Beyond the Barricade resumes the story of 12-year-old Diego Juarez from The Prison Runner, a child who becomes involved in the Bolivian coca trade after fleeing from the gaol in which his parents are being held. In this sequel, Diego briefly experiences refuge with a coca-farming family, before the army arrive to destroy their crops at the behest of central government under CIA pressure. Diego is arrested, but escapes to join a death-defying attempt by the destitute farmers to save their meagre livelihood by blockading the highway and demanding the return of their crops. Diego becomes embroiled in conflicting loyalties: to both the farming family and his own abandoned in prison, to the charismatic protest leader and his vulnerable son, even to an army captain who has shown him some decency. When the latter offers to take him ‘home’ to his parents just before the bulldozers are due to close in on the barricade, Diego is forced to make a decision.

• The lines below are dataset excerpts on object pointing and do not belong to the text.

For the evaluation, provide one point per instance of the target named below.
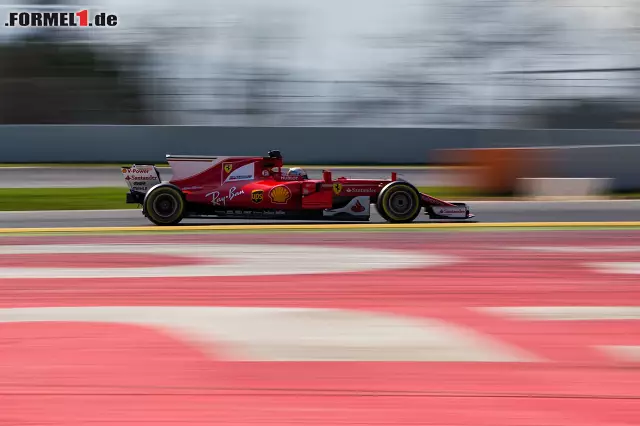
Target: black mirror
(275, 154)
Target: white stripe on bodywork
(295, 334)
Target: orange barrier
(496, 170)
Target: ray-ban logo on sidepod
(34, 18)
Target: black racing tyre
(399, 202)
(164, 205)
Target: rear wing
(141, 179)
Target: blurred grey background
(467, 63)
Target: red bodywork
(262, 185)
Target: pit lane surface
(481, 329)
(486, 212)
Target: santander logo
(357, 207)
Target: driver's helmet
(297, 172)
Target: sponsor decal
(291, 178)
(360, 190)
(257, 196)
(217, 200)
(245, 172)
(144, 178)
(357, 207)
(280, 194)
(452, 210)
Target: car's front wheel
(164, 205)
(399, 202)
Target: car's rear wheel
(164, 205)
(399, 202)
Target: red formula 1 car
(257, 187)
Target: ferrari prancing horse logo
(257, 196)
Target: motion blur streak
(498, 63)
(513, 334)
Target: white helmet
(297, 171)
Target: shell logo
(280, 195)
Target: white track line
(292, 334)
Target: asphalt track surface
(486, 211)
(462, 329)
(85, 177)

Ellis’ moving, exciting and ultimately optimistic story is told plainly and concisely. It is grounded in the historical events in Bolivia which culminated in the election of Evo Morales, the former cocaleros union leader. The details of the desperate protest are based on interviews with Bolivian children and adults whose lives depend on the cultivation of the sacred leaf. It is inspiring to read a book so solidly rooted in real life struggles, though one suspects that the degree of violence that the protagonists would have encountered in real life has been somewhat softened.

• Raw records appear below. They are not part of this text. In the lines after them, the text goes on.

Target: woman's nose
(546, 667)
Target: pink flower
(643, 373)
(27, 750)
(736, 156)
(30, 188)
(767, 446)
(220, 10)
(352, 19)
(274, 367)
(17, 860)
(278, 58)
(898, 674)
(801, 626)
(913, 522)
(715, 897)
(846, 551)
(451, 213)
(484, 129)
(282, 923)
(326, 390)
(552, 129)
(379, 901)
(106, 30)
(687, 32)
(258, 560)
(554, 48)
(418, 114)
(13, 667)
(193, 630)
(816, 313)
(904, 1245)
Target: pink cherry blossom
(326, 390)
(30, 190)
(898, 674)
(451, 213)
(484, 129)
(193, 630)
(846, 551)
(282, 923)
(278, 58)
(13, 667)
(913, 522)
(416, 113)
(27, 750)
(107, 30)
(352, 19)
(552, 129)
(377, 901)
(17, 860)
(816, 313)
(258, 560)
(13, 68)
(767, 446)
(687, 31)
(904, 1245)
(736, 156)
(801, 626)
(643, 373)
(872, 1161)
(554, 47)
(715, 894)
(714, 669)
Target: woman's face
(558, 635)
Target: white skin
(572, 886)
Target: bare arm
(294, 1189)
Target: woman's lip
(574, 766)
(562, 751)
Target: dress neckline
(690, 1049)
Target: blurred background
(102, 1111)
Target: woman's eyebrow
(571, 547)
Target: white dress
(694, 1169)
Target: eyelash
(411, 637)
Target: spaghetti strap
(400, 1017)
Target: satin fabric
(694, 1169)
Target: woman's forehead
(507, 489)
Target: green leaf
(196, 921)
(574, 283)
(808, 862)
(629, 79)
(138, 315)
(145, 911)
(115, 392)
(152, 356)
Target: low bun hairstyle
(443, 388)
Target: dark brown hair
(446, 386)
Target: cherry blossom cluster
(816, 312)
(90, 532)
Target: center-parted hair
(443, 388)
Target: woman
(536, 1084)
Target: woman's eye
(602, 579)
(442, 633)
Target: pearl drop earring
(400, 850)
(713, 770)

This is not the case in Jane Mitchell’s novel, which depicts an even bleaker combat zone. Rafiq is a nine-year-old villager abducted by Kashmiri Freedom Fighters, who take him into the mountain wilderness to train as a child guerrilla. The cruelty of the atrocities inflicted upon him and his fellow victims, including forced complicity in murder by stoning, portends the degree of brutality that the recruits are trained to inflict upon Indian soldiers and civilians, whom they are indoctrinated into regarding as vermin. The way in which this mix of sadism, nationalistic fury and religious hatred steadily brutalises the child is vividly described. However, Rafiq’s grief at the theft of the innocent family life he enjoyed in his home village never completely dies, and the novel’s ambiguous climax is reached when his old and new lives collide.
Like Ellis, Mitchell has researched first-hand the realities behind her novel, which is endorsed by Amnesty International.
Both of these books present realistic versions of childhoods far removed from the lives of the young people most likely to read them. They share a plainness of storytelling style which sometimes echoes the hollow rattle of adventure fiction, but both authors are disconcertingly convincing in detailing underlying truths, and both imply the need for an active response.